When I made the appointment, I completely forgot that tomorrow is the summer solstice and I should be running around rocks in the altogether at dawn. Or something. Chanting runish ruminations I suspect, as well.

Dawn will find me yawning and stretching (I take lessons from the cat) and groping the kitchen for my first cup of coffee. I could do (and have done) without many amenities of "modern" life, but it would be a great hardship to give up my first cup of coffee.

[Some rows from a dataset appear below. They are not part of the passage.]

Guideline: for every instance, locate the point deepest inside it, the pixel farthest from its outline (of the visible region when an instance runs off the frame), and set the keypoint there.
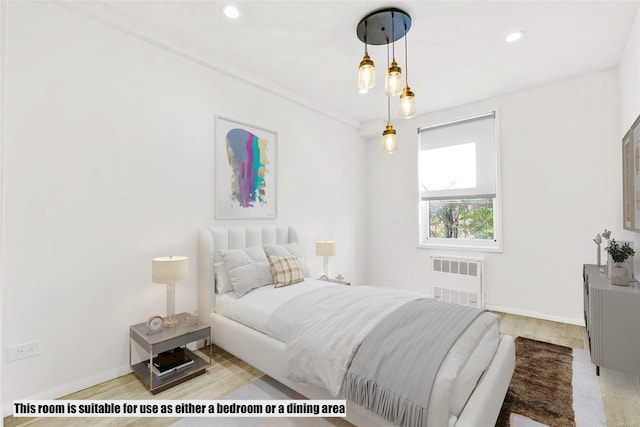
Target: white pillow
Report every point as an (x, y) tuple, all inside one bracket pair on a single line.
[(223, 282), (288, 249), (247, 268)]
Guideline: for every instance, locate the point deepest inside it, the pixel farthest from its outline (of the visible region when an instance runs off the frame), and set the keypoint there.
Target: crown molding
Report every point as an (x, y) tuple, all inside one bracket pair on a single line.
[(99, 11)]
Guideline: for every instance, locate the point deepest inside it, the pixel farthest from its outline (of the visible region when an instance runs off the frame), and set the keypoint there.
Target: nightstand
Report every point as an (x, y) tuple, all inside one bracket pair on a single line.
[(167, 339)]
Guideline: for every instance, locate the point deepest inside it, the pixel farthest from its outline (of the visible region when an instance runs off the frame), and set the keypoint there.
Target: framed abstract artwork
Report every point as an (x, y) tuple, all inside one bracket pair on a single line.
[(631, 177), (244, 171)]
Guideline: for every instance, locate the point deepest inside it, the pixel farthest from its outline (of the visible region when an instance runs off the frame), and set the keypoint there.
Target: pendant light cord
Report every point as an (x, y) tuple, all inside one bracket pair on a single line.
[(406, 57)]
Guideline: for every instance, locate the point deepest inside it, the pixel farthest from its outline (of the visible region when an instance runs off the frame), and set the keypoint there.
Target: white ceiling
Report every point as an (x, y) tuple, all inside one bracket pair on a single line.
[(308, 50)]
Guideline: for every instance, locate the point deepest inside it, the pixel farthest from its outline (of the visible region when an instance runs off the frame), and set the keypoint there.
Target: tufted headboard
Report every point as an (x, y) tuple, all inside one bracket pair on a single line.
[(213, 239)]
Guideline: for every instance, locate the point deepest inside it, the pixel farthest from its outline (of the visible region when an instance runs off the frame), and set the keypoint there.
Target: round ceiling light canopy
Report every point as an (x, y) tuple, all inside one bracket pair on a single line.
[(383, 26)]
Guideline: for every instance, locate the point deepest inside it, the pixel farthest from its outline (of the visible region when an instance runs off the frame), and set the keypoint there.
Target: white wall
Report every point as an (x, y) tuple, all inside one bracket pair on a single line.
[(561, 179), (107, 164), (629, 90)]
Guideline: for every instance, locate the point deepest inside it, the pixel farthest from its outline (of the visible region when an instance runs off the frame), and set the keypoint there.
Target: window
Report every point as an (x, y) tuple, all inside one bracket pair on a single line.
[(457, 172)]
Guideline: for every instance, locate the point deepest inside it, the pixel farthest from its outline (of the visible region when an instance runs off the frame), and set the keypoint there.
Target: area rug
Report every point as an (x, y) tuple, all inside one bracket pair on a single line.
[(552, 386)]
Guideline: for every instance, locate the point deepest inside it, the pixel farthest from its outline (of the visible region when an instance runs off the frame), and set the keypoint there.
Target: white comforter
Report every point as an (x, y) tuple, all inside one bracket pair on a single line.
[(323, 343)]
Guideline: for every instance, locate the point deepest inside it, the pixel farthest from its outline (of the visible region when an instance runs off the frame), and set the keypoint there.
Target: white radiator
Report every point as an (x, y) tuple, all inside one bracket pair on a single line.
[(457, 279)]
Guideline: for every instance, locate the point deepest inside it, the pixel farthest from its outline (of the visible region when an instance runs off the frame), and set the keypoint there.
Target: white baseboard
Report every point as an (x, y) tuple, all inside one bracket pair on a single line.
[(536, 315), (72, 387)]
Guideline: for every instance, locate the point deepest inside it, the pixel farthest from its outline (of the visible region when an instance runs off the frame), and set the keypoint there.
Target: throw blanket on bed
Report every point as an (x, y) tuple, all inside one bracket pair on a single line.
[(395, 367), (324, 340)]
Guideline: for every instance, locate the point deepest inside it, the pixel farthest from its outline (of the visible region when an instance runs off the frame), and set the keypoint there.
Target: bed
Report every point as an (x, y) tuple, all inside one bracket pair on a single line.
[(468, 389)]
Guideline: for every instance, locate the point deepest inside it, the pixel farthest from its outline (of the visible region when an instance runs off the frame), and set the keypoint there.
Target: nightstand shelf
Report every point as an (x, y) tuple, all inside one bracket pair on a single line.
[(168, 339)]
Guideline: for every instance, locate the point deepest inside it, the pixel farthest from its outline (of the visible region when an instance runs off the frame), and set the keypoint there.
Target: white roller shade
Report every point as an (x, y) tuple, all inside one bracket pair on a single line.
[(458, 159)]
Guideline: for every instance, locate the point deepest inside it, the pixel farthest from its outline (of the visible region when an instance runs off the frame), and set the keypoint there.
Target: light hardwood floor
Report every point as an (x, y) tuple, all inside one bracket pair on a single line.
[(621, 393)]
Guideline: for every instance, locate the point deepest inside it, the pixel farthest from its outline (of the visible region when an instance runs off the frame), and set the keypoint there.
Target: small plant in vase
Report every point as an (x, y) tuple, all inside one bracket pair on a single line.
[(619, 254)]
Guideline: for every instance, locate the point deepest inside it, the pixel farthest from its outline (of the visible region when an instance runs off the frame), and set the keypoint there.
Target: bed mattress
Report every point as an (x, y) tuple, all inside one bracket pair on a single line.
[(458, 374)]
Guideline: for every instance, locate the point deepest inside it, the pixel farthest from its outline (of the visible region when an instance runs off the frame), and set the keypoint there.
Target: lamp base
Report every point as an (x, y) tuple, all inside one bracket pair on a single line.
[(170, 322)]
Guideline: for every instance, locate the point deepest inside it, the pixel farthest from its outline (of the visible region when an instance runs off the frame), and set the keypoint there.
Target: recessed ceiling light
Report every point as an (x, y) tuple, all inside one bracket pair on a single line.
[(514, 36), (231, 11)]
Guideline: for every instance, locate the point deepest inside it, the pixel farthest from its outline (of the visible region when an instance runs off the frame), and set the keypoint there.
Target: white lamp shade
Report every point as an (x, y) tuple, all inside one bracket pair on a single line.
[(325, 248), (170, 269)]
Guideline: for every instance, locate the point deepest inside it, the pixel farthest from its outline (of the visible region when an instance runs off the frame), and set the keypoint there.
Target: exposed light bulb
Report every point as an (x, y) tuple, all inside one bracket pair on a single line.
[(407, 103), (366, 74), (389, 142)]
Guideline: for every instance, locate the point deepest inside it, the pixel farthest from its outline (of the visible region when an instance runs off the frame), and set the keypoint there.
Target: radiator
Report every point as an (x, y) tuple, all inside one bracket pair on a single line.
[(457, 279)]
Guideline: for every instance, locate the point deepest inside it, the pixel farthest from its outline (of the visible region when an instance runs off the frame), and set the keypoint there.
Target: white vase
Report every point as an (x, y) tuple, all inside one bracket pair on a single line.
[(619, 275)]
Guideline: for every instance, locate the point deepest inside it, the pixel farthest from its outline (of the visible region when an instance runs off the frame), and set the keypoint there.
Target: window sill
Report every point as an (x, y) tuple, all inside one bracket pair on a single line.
[(480, 247)]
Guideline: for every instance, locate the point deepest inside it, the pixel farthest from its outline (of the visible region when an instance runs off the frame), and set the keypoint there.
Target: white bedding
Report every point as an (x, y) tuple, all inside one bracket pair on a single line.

My cook in India knew this. He had to worry, as he did with other "Europeans" he had worked for, that the wash water was hot enough or that the kitchen towels had been bleached to a blinding whiteness. What I wanted was an insect- and rodent-free kitchen and my first cup of java. The second day he worked for me, he startled me by standing at the door to my hut with a hot steaming cup, just as I was emerging from the dimness inside to greet the dawn. He did that faithfully every day until I left the country.

For his powers of observation and his refusal to skim more than the usual amount from the household budget--and for his wonderful tomatoes, grown on the sunny corner of the kitchen and watered with dish water--I remember him. He was then much younger than I am now, though he looked ancient (who is that old lady in the mirror?).

Once he got sick with the flu. At least, he had all the flu-like symptoms. He was running a raging fever and I was afraid he was going to die. He was, too. I knew I wasn't supposed to dispense medicine, but I just couldn't stand there and let him die like a dog in the street. I cracked open the Volunteer medical kit and gave him a Teremycin.

Now I know why old timers called the new-fangled pharmaceuticals "wonder drugs." In two hours his fever was gone and the next day he was up and about, a bit shaky but clearly on the mend. He was so grateful it was embarrassing. He clearly thought I had saved his life, and perhaps I had, though I had broken the rule about giving "locals" medical aid. But the nearest doctors were 120 miles away and the herbal medicines (now I know it was golden seal and echinacea brewed as a tea) weren't helping much. I had to help him and I was greatly relieved when he got better.

We take so much modern medicine for granted, but our parents and grandparents lived in fear of flu and infections. My little sister died of bacterial meningitis just months before the cure was found. So, in my lifetime, it has happened.

And now the world is growing new and more virulent strains of the bad guys. I read that dogs in Africa (not kept as house pets but as village scavengers) may be Ebola vectors. I wonder how my villagers are doing? The children must be all grown up now with children of their own.